IBM is in the process of building the largest data repository ever constructed, with a combined storage capacity of 120 petabytes. The facility is being developed at the company’s Almaden, California research center.

Technology Review reports that IBM is building the record-breaking storage system for an unnamed client that needs a supercomputer capable of real-world phenomena simulation, such as those used to model weather and climate.

120 petabytes is an enormous amount of storage. To break things down, 1024 gigabytes equal one terabyte. 1024 terabytes equal one petabyte. If I’ve done the math correctly, 120 petabytes is equivalent to 124 million gigabytes.

To put that into perspective, the system could store 24 billion five megabyte MP3 files. Furthermore, about 60 backup copies of the Internet Archive’s WayBack Machine could be stored, with each copy containing 150 billion web pages. In total, the system is expected to hold roughly 1 trillion files.

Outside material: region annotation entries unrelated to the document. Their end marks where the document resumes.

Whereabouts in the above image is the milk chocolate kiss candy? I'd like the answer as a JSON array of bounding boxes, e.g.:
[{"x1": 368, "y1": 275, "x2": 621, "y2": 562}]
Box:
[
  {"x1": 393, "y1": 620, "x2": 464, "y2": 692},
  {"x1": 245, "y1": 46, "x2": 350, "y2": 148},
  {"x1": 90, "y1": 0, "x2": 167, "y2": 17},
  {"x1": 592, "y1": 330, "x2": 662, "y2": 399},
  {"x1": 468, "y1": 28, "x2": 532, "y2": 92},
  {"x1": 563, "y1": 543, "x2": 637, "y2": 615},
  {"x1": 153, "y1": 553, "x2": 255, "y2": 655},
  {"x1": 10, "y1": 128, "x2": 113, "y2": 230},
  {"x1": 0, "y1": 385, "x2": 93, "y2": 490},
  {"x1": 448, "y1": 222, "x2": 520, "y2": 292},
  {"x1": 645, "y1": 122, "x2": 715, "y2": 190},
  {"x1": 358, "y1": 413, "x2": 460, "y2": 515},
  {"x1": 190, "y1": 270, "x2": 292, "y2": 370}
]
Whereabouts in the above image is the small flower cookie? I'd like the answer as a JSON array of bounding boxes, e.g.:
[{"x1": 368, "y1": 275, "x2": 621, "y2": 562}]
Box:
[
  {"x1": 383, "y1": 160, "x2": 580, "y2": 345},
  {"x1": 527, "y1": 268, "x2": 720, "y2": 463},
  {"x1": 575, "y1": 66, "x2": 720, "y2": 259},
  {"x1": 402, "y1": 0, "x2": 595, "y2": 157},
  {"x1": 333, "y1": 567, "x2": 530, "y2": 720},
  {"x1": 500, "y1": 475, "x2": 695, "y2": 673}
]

IBM will use 200,000 conventional hard drives to create the data container, which will be about 10 times larger than any previous effort. With so many disks in the array, it’s inevitable that drives will fail, perhaps on a semi-regular basis. IBM is preparing for such a scenario by storing multiple copies of data on different disks as well as employing new methods to keep the supercomputer running at almost full speed should multiple drives expire. According to director of storage research and project leader Bruce Hillsberg, the system should not lose any data for a million years.